The German spa town of Baden-Baden is located on the western foothills of the Black Forest on the banks of the Oos River.

Within easy reach of the French border, Baden-Baden is an interesting destination for thermal baths and so much more. From Strasbourg (France), Basel (Switzerland) and Frankfurt (Germany), Baden-Baden makes for the ideal and relaxing day trip.

Baden-Baden Baths

Friedrichsbad

Known for its restorative powers, Baden-Baden’s thermal waters bubble at temperatures of 68ºC (154ºF) from twelve springs at 2,000 metres (6,562 feet) beneath the ground. These spas and their positive effects on the skin and respiratory tract are the primary reason why visitors go to Baden-Baden.

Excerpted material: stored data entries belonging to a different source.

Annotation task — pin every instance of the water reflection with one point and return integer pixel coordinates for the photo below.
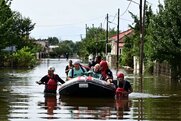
(91, 108)
(156, 98)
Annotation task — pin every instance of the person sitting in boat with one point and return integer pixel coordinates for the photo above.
(51, 81)
(106, 72)
(68, 67)
(123, 87)
(95, 72)
(94, 62)
(76, 71)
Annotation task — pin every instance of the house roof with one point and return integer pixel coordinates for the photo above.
(121, 35)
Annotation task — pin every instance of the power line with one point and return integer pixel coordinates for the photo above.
(126, 8)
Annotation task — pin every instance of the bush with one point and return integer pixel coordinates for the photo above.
(24, 58)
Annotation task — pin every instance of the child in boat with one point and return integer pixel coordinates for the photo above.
(123, 87)
(106, 72)
(68, 67)
(50, 81)
(76, 71)
(95, 72)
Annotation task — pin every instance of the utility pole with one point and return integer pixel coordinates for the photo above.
(117, 63)
(141, 41)
(107, 18)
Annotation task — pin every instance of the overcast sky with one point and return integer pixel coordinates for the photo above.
(66, 19)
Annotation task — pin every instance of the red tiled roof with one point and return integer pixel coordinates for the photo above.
(122, 34)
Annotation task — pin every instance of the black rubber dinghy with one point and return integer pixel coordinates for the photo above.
(87, 87)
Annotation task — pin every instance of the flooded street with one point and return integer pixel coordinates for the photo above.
(22, 99)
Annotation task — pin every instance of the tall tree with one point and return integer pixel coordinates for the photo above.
(165, 31)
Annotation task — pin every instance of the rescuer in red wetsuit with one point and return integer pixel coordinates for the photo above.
(51, 81)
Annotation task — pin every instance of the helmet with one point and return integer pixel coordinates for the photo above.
(120, 75)
(51, 68)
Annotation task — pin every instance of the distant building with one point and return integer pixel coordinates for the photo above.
(112, 57)
(10, 49)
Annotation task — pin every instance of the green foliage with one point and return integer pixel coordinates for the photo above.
(165, 35)
(53, 41)
(24, 58)
(132, 43)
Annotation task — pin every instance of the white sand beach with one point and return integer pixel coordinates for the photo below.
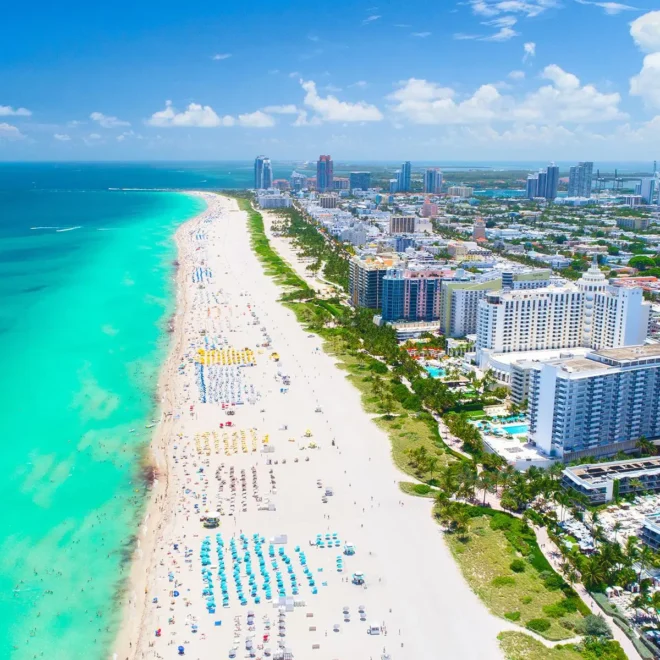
(300, 459)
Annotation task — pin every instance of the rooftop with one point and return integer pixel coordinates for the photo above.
(599, 472)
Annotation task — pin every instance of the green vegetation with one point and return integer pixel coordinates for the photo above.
(486, 551)
(518, 646)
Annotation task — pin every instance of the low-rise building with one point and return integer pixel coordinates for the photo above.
(603, 482)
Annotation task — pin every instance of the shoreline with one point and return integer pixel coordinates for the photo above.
(364, 505)
(133, 607)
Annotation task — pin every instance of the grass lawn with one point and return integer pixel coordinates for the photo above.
(485, 558)
(518, 646)
(407, 432)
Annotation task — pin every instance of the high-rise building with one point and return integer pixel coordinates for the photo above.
(432, 181)
(324, 174)
(580, 179)
(552, 182)
(588, 314)
(360, 180)
(595, 405)
(365, 280)
(479, 230)
(646, 188)
(402, 224)
(263, 173)
(403, 177)
(544, 183)
(298, 181)
(411, 295)
(460, 191)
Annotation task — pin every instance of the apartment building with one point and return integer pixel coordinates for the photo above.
(596, 405)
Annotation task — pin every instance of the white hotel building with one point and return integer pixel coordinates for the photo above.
(596, 405)
(588, 314)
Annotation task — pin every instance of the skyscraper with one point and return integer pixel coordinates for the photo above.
(324, 173)
(579, 179)
(403, 177)
(433, 181)
(359, 180)
(263, 173)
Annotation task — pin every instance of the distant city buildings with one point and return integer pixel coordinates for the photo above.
(544, 183)
(464, 192)
(433, 181)
(580, 179)
(263, 173)
(359, 180)
(402, 224)
(324, 174)
(403, 182)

The Caracalla Spa is one of most popular. It’s extremely complete, including several wellness programs, sauna, indoor and outdoor pools, and water jets.

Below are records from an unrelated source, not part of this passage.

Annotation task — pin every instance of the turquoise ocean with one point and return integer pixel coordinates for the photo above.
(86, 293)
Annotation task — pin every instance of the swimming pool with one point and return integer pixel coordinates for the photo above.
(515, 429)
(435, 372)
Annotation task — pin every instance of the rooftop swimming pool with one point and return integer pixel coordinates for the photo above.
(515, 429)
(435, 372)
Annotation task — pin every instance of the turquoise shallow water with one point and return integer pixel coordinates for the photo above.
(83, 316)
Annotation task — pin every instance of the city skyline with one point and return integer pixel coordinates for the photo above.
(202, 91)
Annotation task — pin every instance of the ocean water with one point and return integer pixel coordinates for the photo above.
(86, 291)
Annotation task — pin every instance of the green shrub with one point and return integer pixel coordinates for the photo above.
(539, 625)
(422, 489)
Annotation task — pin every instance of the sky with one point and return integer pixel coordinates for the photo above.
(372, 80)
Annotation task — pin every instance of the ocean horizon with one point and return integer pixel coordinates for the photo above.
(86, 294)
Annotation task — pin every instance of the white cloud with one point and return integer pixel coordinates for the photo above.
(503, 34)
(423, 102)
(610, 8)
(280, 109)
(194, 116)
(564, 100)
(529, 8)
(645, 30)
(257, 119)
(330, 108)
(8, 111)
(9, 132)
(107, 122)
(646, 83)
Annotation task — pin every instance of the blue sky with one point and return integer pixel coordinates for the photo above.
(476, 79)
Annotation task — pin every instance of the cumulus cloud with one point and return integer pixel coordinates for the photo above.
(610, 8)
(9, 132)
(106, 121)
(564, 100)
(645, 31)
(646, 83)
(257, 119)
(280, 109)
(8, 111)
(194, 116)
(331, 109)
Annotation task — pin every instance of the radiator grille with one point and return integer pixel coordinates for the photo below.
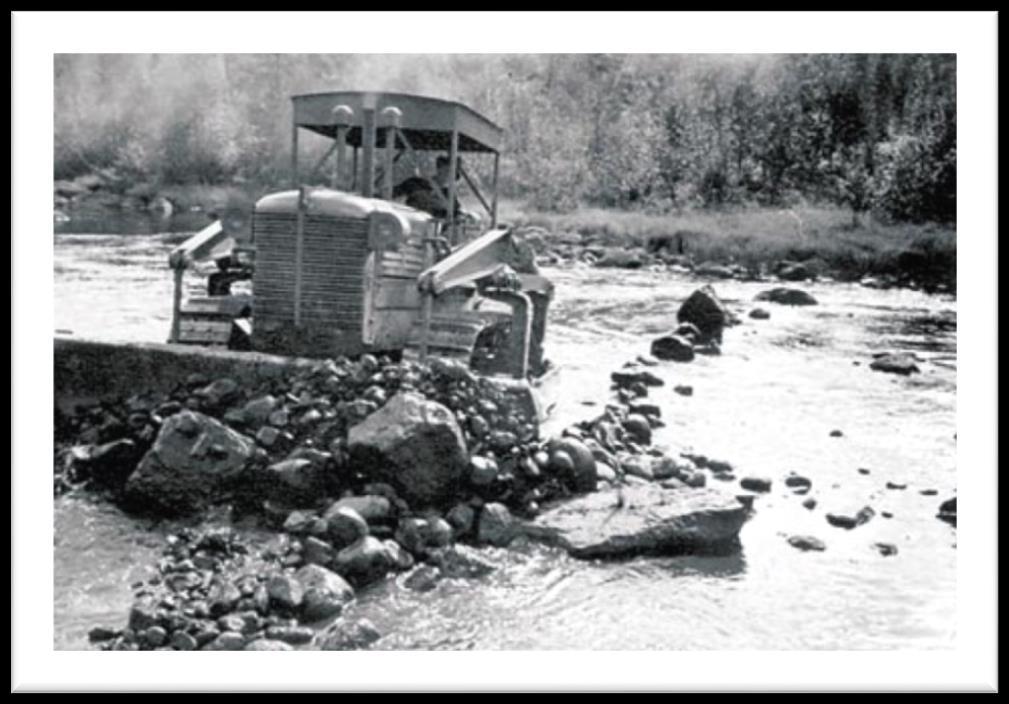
(333, 255)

The Friedrichsbad are the historic spas, combining the tradition of Roman and Irish baths since 1877. Unlike Caracalla, these impressive baths impose a strict no-clothes-allowed immersion. But the place promises an invigorating 17-step ritual with changing temperatures and various baths for total relaxation. Equally inspiring are the ornate celings of the central dome.

Best Attractions in Baden-Baden

Lichtentaler Allee Park

Lichtentaler Allee: This 3.5 km long tree-lined boulevard decorated with Belle Époque monuments is a tribute to the art of gardening.

Museum Frieder Burda: Nestled in the Lichtentaler Allee Park, this museum was designed by the architect Richard Meier. It has a wide collection of contemporary art, with works by Georg Baselitz, Ernst Ludwig Kirchner and Jackson Pollock.

Festspielhaus: Built in the 19th century, this imposing concert hall is located just outside Lichtentaler Allee. It is one of the largest opera and concert venues in Europe.

Casino Baden-Baden: This casino has been the ultimate symbol of luxury since the early 19th century

Badeviertel: The spa district is also home to some of Baden-Baden’s finest shops.

Altes Schloss: The Hohenbaden Old Castle, also known as Altes Schloss, was built in 1102. Visit its dungeons and climb to the viewpoint for stunning views of Baden-Baden, the Black Forest and the Rhine Valley.

Where to Eat

In the historic center, you’ll find a number of shops, and several restaurants where you can sample Alsatian cuisine, which has both French and German influences
The restaurant attached to Brenners Park-Hotel & Spa (Schillerstrasse 4-6) serves regional specialties, and the Löwenbräu (Gernsbacher Strasse 9) offers Bavarian cuisine.

A less expensive option is Rosso Bianco (Lichtentaler Allee 5) located in the precinct of the oldest German tennis club, the TennisClub Rot-Weiss. The menu includes salads, pizzas and pasta, served on the terrace overlooking the tennis courts.

Where to Stay

Baden-Baden offers hotels with a relatively vast range of prices, abd breakfast usually included in the rate.

Hotel Belle Epoque: Set in a beautiful stately home with its own private grounds, this hotel is located walking distance of Baden-Baden’s main attractions. All rooms have a classic decor and offer all the amenities.

Hotel am Markt: This family-run hotel has been a guest house for over 250 years. Located in the heart of Baden-Baden, it offers modern and individually decorated rooms. In summer, breakfast is served on a pleasant terrace.

Heliopark Bad Hotel Zum Hirsch: This boutique hotel not only has a spa as many of the rooms have bathrooms with their own thermal spring water supply.

How to Get There

The budget Easyjet has flights to Basel-Mulhouse-Freiburg Airport. Another option to get to Baden-Baden is to fly on Ryanair or Lufthansa to Frankfurt International Airport.

From Basel (Basel SBB) and Frankfurt (Main) Hauptbahnhof railway stations, there are direct trains to Baden-Baden station, about 15 minutes by bus (line 201) from the city centre. Either way, the journey by train takes about 1h30. Tickets start at €20, and can be purchased online or on site.